# Ingredient List:
→ Chicken
01 - 4 boneless, skinless chicken breasts (about 1.5 lbs)
02 - 1/2 cup all-purpose flour
03 - 1 tsp kosher salt
04 - 1/2 tsp ground black pepper
05 - 2 tbsp olive oil
06 - 2 tbsp unsalted butter
→ Sauce
07 - 2 tbsp unsalted butter
08 - 8 oz cremini or white mushrooms, sliced
09 - 2 garlic cloves, minced
10 - 3/4 cup dry Marsala wine
11 - 3/4 cup low-sodium chicken broth
12 - 1/2 cup heavy cream
13 - 1/2 tsp dried thyme
14 - Salt and pepper to taste
→ Pasta
15 - 12 oz fettuccine or spaghetti
16 - Salt for pasta water
→ Garnish
17 - 2 tbsp chopped fresh parsley
18 - Freshly grated Parmesan cheese, optional
# Directions:
01 - Bring a large pot of salted water to a boil. Cook pasta according to package instructions until al dente. Drain and set aside.
02 - Place chicken breasts between two sheets of plastic wrap and pound to an even 1/2-inch thickness.
03 - In a shallow dish, combine flour, kosher salt, and black pepper. Dredge each chicken breast in the flour mixture, shaking off excess.
04 - Heat olive oil and 2 tbsp butter in a large skillet over medium-high heat.

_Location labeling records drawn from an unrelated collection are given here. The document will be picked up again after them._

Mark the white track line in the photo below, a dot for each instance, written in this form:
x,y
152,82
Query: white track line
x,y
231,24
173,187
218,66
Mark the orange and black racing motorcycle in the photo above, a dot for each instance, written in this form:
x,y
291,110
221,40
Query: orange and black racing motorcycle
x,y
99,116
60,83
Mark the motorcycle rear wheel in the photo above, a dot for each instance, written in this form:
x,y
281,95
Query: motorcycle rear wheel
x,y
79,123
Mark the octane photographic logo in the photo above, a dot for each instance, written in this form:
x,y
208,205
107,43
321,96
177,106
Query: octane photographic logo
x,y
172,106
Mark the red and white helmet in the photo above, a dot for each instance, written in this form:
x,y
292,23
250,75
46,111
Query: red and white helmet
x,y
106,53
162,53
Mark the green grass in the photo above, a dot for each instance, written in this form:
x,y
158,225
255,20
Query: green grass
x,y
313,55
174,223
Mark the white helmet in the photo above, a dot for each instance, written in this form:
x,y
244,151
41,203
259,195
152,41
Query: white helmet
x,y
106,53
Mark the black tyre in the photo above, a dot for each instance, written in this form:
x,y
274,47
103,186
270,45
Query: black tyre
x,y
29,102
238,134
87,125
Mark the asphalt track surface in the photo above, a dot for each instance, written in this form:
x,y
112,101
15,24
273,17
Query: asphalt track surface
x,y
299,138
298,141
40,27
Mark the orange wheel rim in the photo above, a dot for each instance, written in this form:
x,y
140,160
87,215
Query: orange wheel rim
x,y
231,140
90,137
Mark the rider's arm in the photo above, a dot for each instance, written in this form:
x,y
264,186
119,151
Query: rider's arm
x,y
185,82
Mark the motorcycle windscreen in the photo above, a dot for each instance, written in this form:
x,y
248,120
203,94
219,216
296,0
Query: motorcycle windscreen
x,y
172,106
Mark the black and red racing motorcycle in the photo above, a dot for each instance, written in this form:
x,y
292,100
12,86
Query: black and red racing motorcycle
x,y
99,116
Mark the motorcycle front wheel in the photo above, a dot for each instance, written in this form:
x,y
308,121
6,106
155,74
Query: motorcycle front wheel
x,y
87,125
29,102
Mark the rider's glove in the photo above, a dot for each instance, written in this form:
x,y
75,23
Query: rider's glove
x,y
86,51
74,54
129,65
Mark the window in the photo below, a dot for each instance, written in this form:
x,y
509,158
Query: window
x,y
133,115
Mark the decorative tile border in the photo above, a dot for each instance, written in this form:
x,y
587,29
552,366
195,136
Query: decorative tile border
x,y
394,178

Add chicken and cook 4-5 minutes per side until golden and cooked through. Transfer chicken to a plate and tent loosely with foil.
05 - In the same skillet, add 2 tbsp butter and mushrooms. Sauté 4-5 minutes until mushrooms are browned. Add minced garlic and cook 30 seconds until fragrant.
06 - Pour in Marsala wine, scraping up browned bits from the pan. Simmer 2 minutes to reduce slightly.
07 - Add chicken broth, heavy cream, and thyme. Simmer 3-4 minutes until sauce thickens. Season with salt and pepper to taste.
08 - Return chicken and accumulated juices to the pan, coating with sauce. Simmer 2-3 minutes to heat through.
09 - Serve chicken and sauce over cooked pasta. Garnish with fresh parsley and Parmesan cheese if desired.